APRIL 01, 1971 by JAMES MADISON
This term, in its particular application, means "that dominion which one man claims and exercises over the external things of the world, in exclusion of every other individual."
In its larger and juster meaning, it embraces everything to which a man may attach a value and have a right, and which leaves to every one else the like advantage.
In the former sense, a man’s land, or merchandise, or money, is called his property.
In the latter sense, a man has a property in his opinions and the free communication of them.
He has a property of peculiar value in his religious opinions, and in the profession and practice dictated by them.
He has a property very dear to him in the safety and liberty of his person.
He has an equal property in the free use of his faculties, and free choice of the objects on which to employ them.
In a word, as a man is said to have a right to his property, he may be equally said to have a property in his rights.
Where an excess of power prevails, property of no sort is duly respected.

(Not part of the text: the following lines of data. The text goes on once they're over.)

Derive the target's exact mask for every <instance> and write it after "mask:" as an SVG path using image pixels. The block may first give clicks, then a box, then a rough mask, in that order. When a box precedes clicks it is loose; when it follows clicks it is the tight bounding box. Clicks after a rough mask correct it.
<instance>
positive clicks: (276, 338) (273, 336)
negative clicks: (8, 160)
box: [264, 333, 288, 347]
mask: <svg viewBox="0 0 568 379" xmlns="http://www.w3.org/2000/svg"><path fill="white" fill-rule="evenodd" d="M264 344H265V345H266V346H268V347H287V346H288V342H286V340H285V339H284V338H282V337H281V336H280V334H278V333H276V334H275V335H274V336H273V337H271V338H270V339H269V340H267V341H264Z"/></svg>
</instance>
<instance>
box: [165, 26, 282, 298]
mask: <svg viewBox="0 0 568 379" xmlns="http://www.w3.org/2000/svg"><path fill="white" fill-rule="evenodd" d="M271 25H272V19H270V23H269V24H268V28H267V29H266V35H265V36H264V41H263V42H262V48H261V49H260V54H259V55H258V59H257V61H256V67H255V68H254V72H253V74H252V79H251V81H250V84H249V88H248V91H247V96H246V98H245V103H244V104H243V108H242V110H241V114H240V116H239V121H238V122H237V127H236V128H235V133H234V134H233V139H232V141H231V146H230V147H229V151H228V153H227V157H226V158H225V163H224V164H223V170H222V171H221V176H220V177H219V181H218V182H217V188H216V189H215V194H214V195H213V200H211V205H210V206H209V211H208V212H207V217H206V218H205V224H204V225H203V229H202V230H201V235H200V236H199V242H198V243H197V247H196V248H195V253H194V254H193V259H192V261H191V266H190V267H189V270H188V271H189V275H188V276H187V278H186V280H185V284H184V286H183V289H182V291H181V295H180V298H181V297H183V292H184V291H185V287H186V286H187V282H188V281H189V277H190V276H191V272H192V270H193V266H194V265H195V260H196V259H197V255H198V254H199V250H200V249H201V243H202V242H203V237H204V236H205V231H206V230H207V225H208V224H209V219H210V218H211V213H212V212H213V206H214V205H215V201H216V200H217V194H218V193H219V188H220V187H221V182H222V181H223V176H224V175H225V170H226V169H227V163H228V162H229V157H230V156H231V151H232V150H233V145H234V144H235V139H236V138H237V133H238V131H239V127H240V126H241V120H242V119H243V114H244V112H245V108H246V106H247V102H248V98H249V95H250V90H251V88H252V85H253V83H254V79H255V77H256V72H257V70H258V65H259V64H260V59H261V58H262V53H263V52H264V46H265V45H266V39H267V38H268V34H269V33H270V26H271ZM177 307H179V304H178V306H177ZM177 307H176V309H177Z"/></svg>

No man is safe in his opinions, his person, his faculties, or his possessions.
Where there is an excess of liberty, the effect is the same, though from an opposite cause.
Government is instituted to protect property of every sort; as well that which lies in the various rights of individuals, as that which the term particularly expresses. This being the end of government, that alone is a just government which impartially secures to every man whatever is his own.
According to this standard of merit, the praise of affording a just security to property should be sparingly bestowed on a government which, however scrupulously guarding the possessions of individuals, does not protect them in the enjoyment and communication of their opinions, in which they have an equal, and, in the estimation of some, a more valuable property.
More sparingly should this praise be allowed to a government where a man’s religious rights are violated by penalties, or fettered by tests, or taxed by a hierarchy.
Conscience is the most sacred of all property; other property depending in part on positive law, the exercise of that being a natural and unalienable right. To guard a man’s house as his castle, to pay public and enforce private debts with the most exact faith, can give no title to invade a man’s conscience, which is more sacred than his castle, or to withhold from it that debt of protection for which the public faith is pledged by the very nature and original conditions of the social pact.
That is not a just government, nor is property secure under it, where the property which a man has in his personal safety and personal liberty is violated by arbitrary seizures of one class of citizens for the service of the rest. A magistrate issuing his warrants to a press-gang would be in his proper functions in Turkey or Indostan, under appellations proverbial of the most complete despotism.
That is not a just government, nor is property secure under it, where arbitrary restrictions, exemptions, and monopolies deny to part of its citizens that free use of their faculties and free choice of their occupations which not only constitute their property in the general sense of the word, but are the means of acquiring property strictly so called.
What must be the spirit of legislation where a manufacturer of linen cloth is forbidden to bury his own child in a linen shroud, in order to favour his neighbour who manufactures woolen cloth; where the manufacturer and weaver of woolen cloth are again forbidden the economical use of buttons of that material, in favor of the manufacturer of buttons of other materials!
A just security to property is not afforded by that government, under which unequal taxes oppress one species of property and reward another species; where arbitrary taxes invade the domestic sanctuaries of the rich, and excessive taxes grind the faces of the poor; where the keenness and competitions of want are deemed an insufficient spur to labor, and taxes are again applied by an unfeeling policy, as another spur, in violation of that sacred property which Heaven, in decreeing man to earn his bread by the sweat of his brow, kindly reserved to him in the small repose that could be spared from the supply of his necessities.
If there be a government, then, which prides itself in maintaining the inviolability of property; which provides that none shall be taken directly, even for public use, without indemnification to the owner, and yet directly violates the property which individuals have in their opinions, their religion, their passions, and their faculties—nay, more, which indirectly violates their property in their actual possessions, in the labor that acquires their daily subsistence, and in the hallowed remnant of time which ought to relieve their fatigues and soothe their cares—the inference will have been anticipated that such a government is not a pattern for the United States.
If the United States mean to obtain or deserve the full praise due to wise and just governments, they will equally respect the rights of property and the property in rights; they will rival the government that most sacredly guards the former, and by repelling its example in violating the latter, will make themselves a pattern to that and all other governments.
Abraham Lincoln, on Property
Property is the fruit of labor. Property is desirable, is a positive good in the world. That some should be rich shows that others may become rich and hence is just encouragement to industry and enterprise. Let not him who is houseless pull down the house of another, but let him work diligently to build one for himself, thus by example assuring that his own shall be safe from violence…. I take it that it is best for all to leave each man free to acquire property as fast as he can. Some will get wealthy. I don’t believe in a law to prevent a man from getting rich; it would do more harm than good.